Lyra has made great progress in her play and work skills.
She consistently returns her toys to me – all types of toys including tug toys and stuffie toys.
She knows what play and training are, and she puts herself into drive when we head for the training field. While she will still leave me to sniff or check something out during work, it is becoming much less common. She wants to work, and she stays engaged until I stop.
Now that Lyra has good play skills with toys, I’m working harder at play without toys. Being a typical puppy from a biting breed, she bites me, and she can bite very hard. To get around this, I must go back and forth between play with toys in her mouth, and play with nothing at all. A third option is to go into work when she gets too wound up.
Here is a video showing a typical session. She is “average” biting in the video; some days she is much worse. Others days she is a little sleepy and tired, and then it’s easy to avoid the biting. There is a relationship between how much biting I’m enduring and how much drive is available to channel. Biting isn’t bad; it simply must be channeled into work or play without her teeth. This will take time.
The video shows how I play with Lyra while she holds the toy. Note that my primary focus is on Lyra, not the toy. The purpose of the toy is to keep her mouth occupied – she already has good play skills when the toy is the focus. You’ll also see how I am starting to use work to calm her down and focus her when I start to lose control. I use heeling for our work because she understands it; someday I will have many options for regaining control. When I bring Lyra into heeling, I use my fingers to guide her, but there is neither food nor toys visible – my fingers are simply a target that she has learned to follow. The actual food comes out of my pocket when I click, or the toy comes from behind my back. She does not know when she starts heeling what she might be working for.

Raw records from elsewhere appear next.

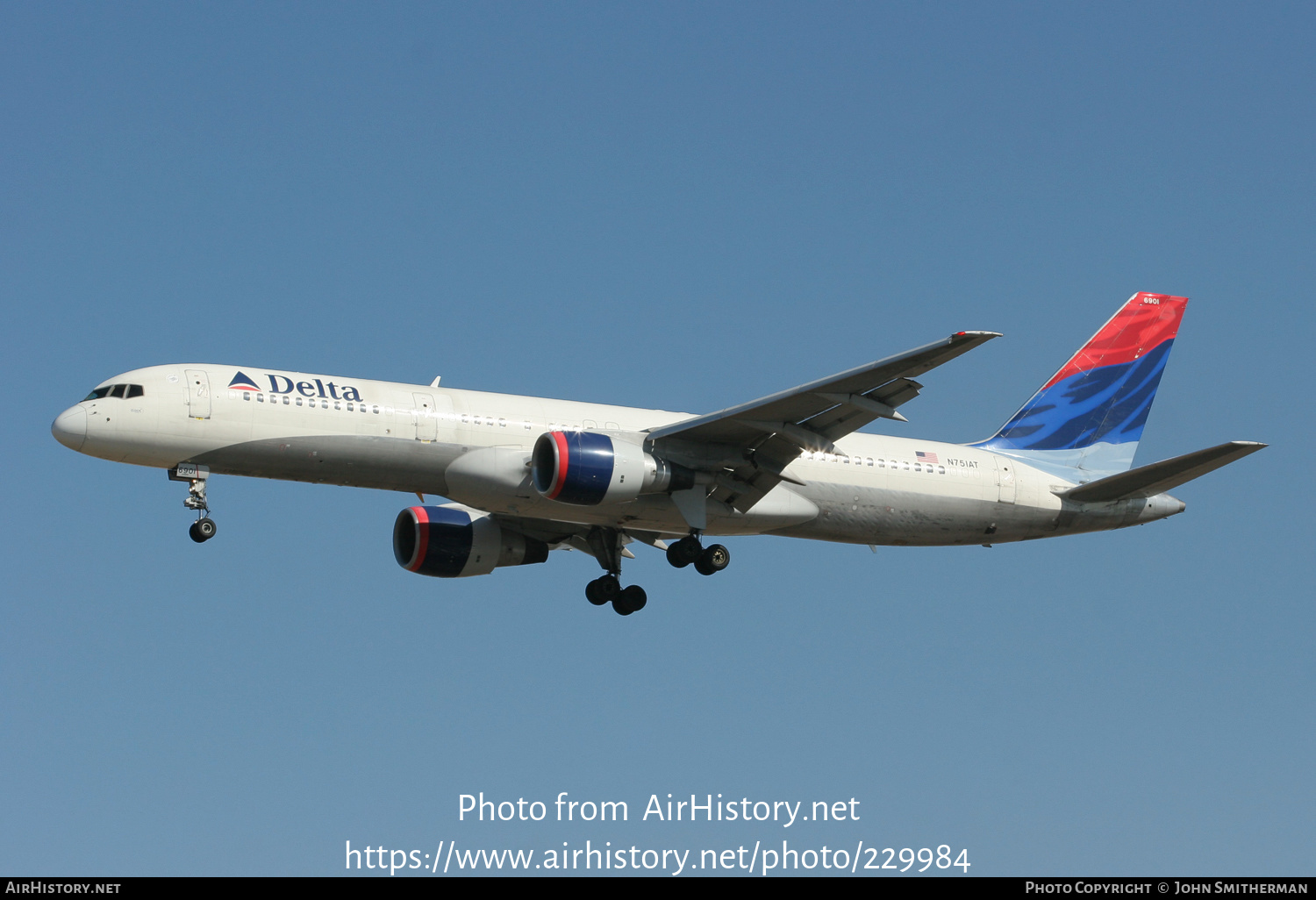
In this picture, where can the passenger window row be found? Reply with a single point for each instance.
(311, 403)
(879, 463)
(123, 391)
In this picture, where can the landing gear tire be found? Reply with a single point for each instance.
(603, 589)
(202, 531)
(684, 552)
(631, 599)
(713, 560)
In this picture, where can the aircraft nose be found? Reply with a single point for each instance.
(70, 428)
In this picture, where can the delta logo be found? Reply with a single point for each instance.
(284, 384)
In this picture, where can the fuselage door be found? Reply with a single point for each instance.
(197, 394)
(426, 418)
(1005, 479)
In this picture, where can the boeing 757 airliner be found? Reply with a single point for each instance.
(528, 475)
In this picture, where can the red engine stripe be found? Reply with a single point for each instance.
(421, 537)
(560, 441)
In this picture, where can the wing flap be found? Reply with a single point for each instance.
(815, 407)
(1158, 478)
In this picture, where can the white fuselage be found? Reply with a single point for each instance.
(474, 447)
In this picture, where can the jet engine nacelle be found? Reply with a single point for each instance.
(454, 542)
(586, 468)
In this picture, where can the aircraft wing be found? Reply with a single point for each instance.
(749, 445)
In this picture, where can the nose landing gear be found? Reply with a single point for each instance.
(204, 528)
(605, 544)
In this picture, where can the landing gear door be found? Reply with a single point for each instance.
(1005, 479)
(426, 416)
(197, 394)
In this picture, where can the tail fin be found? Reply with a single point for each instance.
(1090, 415)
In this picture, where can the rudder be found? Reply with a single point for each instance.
(1090, 415)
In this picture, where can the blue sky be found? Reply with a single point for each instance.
(683, 205)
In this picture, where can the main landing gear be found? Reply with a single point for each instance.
(707, 561)
(204, 528)
(607, 589)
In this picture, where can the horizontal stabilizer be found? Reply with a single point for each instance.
(1158, 478)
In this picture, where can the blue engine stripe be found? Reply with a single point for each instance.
(450, 539)
(589, 468)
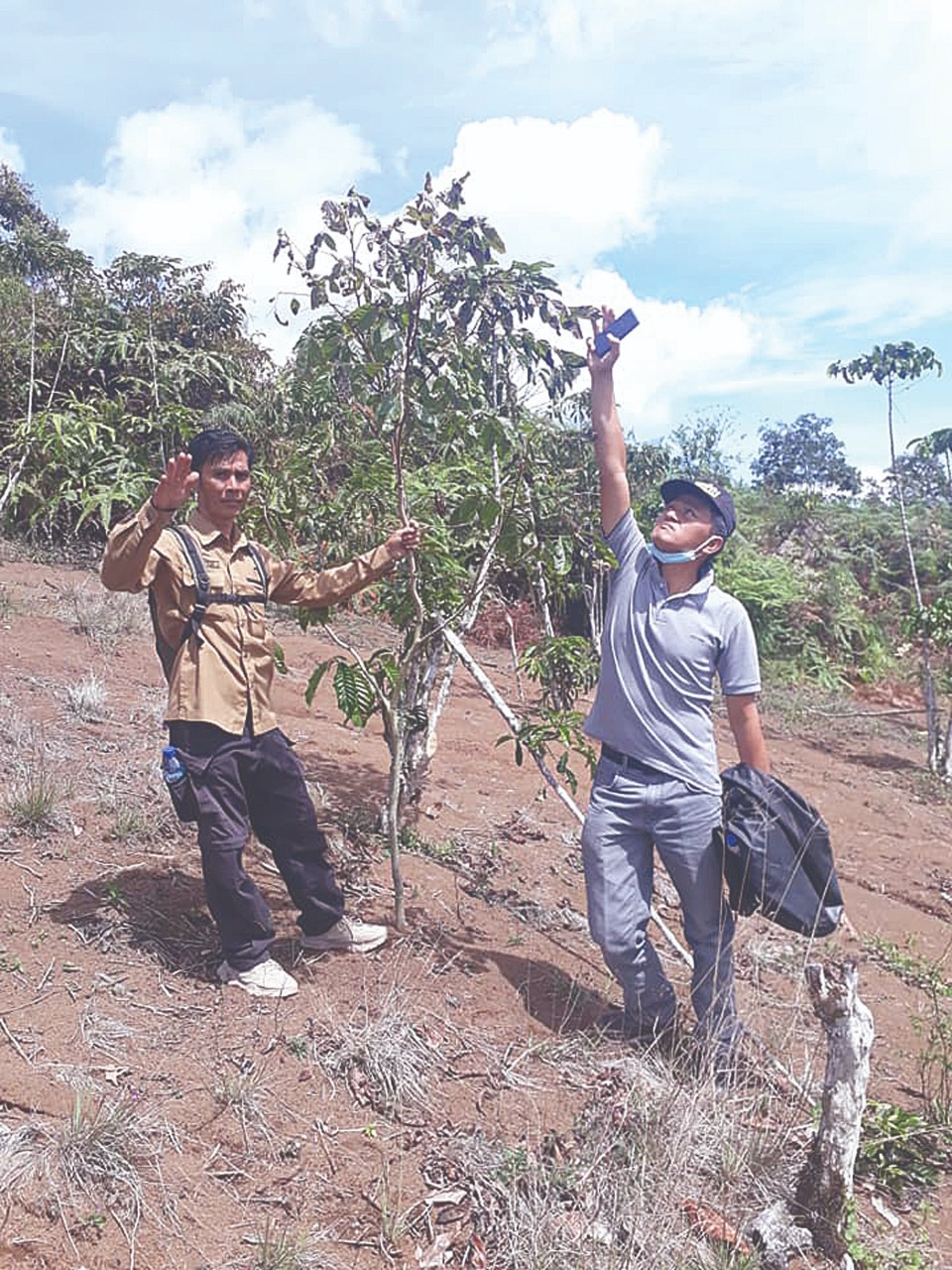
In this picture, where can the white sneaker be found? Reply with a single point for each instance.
(266, 979)
(349, 935)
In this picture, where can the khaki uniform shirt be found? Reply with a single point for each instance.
(230, 674)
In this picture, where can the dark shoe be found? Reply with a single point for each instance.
(619, 1025)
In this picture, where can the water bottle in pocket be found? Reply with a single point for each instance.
(179, 785)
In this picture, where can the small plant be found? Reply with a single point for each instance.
(385, 1058)
(413, 841)
(298, 1046)
(244, 1095)
(86, 698)
(898, 1150)
(33, 798)
(563, 666)
(282, 1250)
(936, 1058)
(918, 971)
(104, 1148)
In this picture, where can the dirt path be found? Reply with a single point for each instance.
(107, 955)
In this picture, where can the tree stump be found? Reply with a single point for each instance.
(825, 1185)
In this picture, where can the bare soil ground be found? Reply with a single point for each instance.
(148, 1116)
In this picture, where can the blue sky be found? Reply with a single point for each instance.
(766, 182)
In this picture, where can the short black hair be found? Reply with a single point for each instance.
(217, 444)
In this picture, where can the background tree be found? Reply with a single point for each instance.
(803, 454)
(698, 445)
(888, 366)
(102, 373)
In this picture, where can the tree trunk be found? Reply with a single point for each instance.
(825, 1185)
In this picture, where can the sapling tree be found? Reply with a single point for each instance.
(428, 367)
(889, 366)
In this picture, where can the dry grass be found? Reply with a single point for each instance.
(385, 1058)
(103, 1155)
(86, 698)
(612, 1193)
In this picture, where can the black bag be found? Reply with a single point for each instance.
(777, 855)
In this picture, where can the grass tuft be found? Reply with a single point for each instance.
(384, 1057)
(86, 698)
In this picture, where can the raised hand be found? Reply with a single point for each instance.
(602, 365)
(177, 484)
(404, 540)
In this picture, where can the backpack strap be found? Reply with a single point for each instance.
(204, 595)
(202, 588)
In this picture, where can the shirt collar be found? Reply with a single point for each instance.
(701, 587)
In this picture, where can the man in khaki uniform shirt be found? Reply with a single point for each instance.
(241, 767)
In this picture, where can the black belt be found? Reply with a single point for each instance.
(634, 765)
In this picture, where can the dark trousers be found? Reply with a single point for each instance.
(255, 783)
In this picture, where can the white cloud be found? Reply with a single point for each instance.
(563, 191)
(676, 352)
(10, 153)
(212, 181)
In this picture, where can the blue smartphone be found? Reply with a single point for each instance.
(620, 327)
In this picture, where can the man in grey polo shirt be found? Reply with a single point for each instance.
(669, 630)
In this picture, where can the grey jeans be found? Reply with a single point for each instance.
(630, 815)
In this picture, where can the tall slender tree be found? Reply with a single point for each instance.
(888, 366)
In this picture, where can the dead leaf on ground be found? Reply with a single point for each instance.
(715, 1227)
(436, 1254)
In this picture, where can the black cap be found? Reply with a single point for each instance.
(711, 492)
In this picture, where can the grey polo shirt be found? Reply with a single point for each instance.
(658, 658)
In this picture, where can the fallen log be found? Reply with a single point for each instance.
(825, 1185)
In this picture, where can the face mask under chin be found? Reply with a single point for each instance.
(678, 557)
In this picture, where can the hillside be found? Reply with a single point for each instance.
(444, 1100)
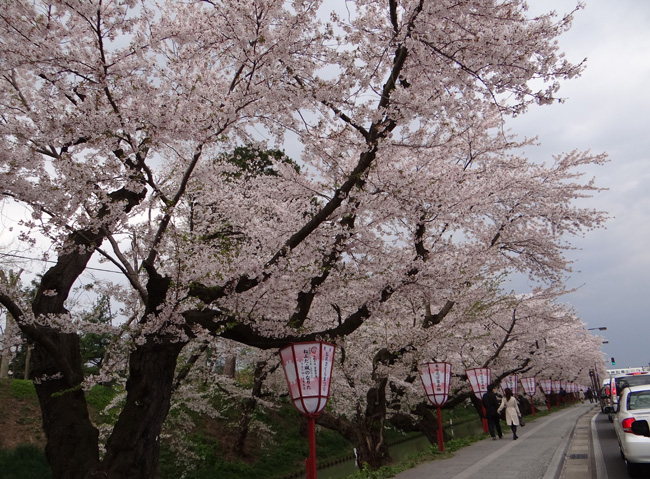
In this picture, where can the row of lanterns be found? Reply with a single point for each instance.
(308, 371)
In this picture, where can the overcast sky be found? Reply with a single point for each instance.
(608, 110)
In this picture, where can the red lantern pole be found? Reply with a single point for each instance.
(308, 370)
(530, 385)
(441, 442)
(435, 379)
(311, 433)
(546, 389)
(479, 379)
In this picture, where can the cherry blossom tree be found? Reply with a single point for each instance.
(118, 118)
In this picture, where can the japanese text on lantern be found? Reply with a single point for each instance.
(326, 368)
(308, 370)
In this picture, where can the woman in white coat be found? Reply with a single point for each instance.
(510, 404)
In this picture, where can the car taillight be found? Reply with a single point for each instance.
(627, 424)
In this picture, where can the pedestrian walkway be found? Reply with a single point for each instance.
(556, 446)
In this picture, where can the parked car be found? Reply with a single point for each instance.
(619, 382)
(633, 408)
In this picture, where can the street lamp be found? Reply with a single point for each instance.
(308, 370)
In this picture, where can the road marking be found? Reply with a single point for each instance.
(601, 469)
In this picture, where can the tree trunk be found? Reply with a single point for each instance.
(132, 450)
(371, 447)
(28, 360)
(72, 441)
(10, 330)
(230, 366)
(244, 426)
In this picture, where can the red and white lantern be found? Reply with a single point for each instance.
(435, 379)
(529, 385)
(510, 382)
(546, 386)
(308, 370)
(479, 379)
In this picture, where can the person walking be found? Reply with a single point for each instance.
(510, 404)
(491, 405)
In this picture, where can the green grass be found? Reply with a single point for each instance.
(23, 389)
(24, 462)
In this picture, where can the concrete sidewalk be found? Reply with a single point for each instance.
(557, 446)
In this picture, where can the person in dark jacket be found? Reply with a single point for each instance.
(491, 405)
(511, 406)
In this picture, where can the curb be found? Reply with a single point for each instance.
(578, 461)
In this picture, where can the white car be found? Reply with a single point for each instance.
(634, 408)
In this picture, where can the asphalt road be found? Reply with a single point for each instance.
(539, 453)
(603, 432)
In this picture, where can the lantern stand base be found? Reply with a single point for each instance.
(441, 443)
(311, 435)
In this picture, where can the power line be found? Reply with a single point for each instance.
(54, 262)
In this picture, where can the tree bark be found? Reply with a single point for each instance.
(72, 441)
(371, 447)
(132, 450)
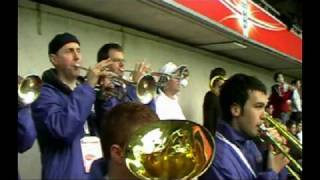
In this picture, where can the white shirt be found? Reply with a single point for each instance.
(300, 136)
(168, 108)
(296, 102)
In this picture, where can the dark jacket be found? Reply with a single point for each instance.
(211, 111)
(59, 114)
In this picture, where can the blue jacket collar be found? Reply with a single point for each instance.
(231, 134)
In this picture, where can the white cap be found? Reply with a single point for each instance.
(169, 68)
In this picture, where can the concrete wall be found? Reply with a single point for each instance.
(37, 27)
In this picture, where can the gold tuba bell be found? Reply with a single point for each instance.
(170, 149)
(28, 89)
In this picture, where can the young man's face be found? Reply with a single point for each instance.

I do not get angry when she bites my arm or pants; I quietly stop moving and remove her. Then I quickly try to substitute work. She notices the change in my energy and will learn to respond with time.
Once we master our play skills, a third option of reward becomes possible. She can heel for either food, toys or to play with me. The third option is the one which is most valuable in the ring, and the one that I am working hard to achieve.